Figure 3. Forest plot of probing pocket depth.

Clinical attachment loss

All the included studies reported clinical attachment loss (CAL) gain at baseline and after nine months. All the studies reported significant improvement in CAL gain. The overall meta-analysis showed marginally significant increase in CAL gain after nine months. (MD -0.12; 95% CI - 0.59 to -0.35; p<0.0001; three studies; 62 participants). However the percentage of variation (I² – 55%) was found to be minimum in all the three included studies, therefore making the interpretation of result favourable as shown in Table 5, Figure 4.

Figure 4. Forest plot of clinical attachment loss.

Defect fill

All the included studies reported defect fill at nine months. However quantitative assessment was only possible for two studies because of difference in reporting of outcomes.^20,22 Significant defect fill was observed in both the studies. The overall meta-analysis showed a marginally significant increase in defect fill after nine months (MD - 0.07; 95% CI -0.17 to -0.03; p=0.09; two studies; 47 participants). Overall defect fill was not statistically significant. However in spite of improvement in defect fill, in view of significant heterogeneity found the results needs to be interpreted with caution as shown in Table 6, Figure 5.

Figure 5. Forest plot of defect fill.

Risk of bias (ROB) in the studies

Allocation: One study reported use of the coin toss method for allocation hence was graded as low risk,²² the other two did not report the method and hence were graded as unclear.^20,25 Blinding: all the studies were double blinded and were kept in low-risk bias.^20,22,25 Missing result information: discretionary reporting In terms of reporting, we classified all three studies as low risk. The bias in the behaviour or observations: since all procedures and observations were carried out by a single trained professional in each research, we classified the study as low risk in terms of performance or observational bias. Figures 6 and 7 show, respectively, a summary of the risk of bias in the included studies and its graphical depiction.
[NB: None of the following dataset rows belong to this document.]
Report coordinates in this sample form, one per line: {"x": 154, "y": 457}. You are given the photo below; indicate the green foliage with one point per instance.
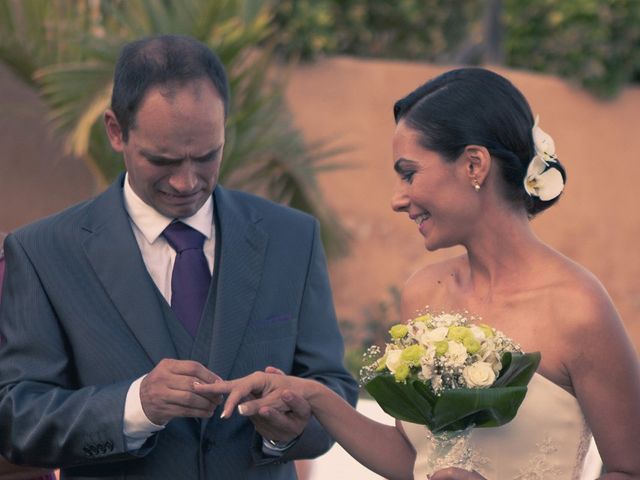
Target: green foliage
{"x": 68, "y": 48}
{"x": 595, "y": 42}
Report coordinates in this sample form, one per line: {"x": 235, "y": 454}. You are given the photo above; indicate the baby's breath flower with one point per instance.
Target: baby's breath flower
{"x": 441, "y": 347}
{"x": 402, "y": 372}
{"x": 471, "y": 344}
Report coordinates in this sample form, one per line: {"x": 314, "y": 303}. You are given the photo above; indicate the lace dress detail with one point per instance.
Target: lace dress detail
{"x": 539, "y": 466}
{"x": 547, "y": 440}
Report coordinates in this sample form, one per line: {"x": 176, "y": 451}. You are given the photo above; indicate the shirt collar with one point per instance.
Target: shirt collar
{"x": 152, "y": 223}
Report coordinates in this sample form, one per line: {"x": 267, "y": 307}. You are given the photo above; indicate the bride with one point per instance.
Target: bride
{"x": 474, "y": 168}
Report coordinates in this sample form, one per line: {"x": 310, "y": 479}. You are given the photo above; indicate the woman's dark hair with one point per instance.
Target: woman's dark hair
{"x": 161, "y": 60}
{"x": 474, "y": 106}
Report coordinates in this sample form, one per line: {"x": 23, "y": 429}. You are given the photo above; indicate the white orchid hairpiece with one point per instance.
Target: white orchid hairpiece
{"x": 543, "y": 179}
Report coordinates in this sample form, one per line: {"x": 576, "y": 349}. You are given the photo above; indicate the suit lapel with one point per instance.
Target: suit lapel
{"x": 243, "y": 247}
{"x": 113, "y": 252}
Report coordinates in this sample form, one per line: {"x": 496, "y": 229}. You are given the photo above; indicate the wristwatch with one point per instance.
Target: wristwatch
{"x": 280, "y": 446}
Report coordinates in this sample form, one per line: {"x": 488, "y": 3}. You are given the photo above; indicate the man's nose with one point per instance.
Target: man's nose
{"x": 185, "y": 179}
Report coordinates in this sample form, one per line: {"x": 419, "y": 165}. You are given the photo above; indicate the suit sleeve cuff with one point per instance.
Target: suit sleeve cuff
{"x": 137, "y": 427}
{"x": 277, "y": 449}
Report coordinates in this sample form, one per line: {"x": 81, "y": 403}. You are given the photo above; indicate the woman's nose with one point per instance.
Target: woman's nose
{"x": 399, "y": 201}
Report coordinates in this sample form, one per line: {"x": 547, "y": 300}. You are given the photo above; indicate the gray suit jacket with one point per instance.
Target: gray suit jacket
{"x": 82, "y": 319}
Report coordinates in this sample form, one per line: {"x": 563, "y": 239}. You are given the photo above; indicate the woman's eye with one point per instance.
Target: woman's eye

Figure 6. Risk of bias graph.

Figure 7. Risk of bias summary.

Recommendation

This systematic review examines the sufficient clinical and radiographic evidence regarding the regenerative capabilities of T-PRF, either alone or in combination with bone grafts, for both hard and soft tissue procedures. However, there is a need for well-designed and adequately powered randomized controlled trials (RCTs) that demonstrate the clinical and histologic outcomes of T-PRF, in order to fully understand and confirm its potential role in regenerative dentistry.

Future studies should aim to address the current heterogeneity in the literature, particularly in the selection of optimal biological agents that facilitate accelerated bone growth, variations in formulations, investigative methods, and durations of follow-up. Additionally, there should be a focus on emphasizing the application of T-PRF membranes.

From a scientific and clinical perspective, the challenge posed by the barrier concept in guided bone regeneration (GBR) mechanisms is likely to inspire new research inquiries and broaden future clinical opportunities for bone regeneration, particularly in relation to alveolar ridge preservation (ARP).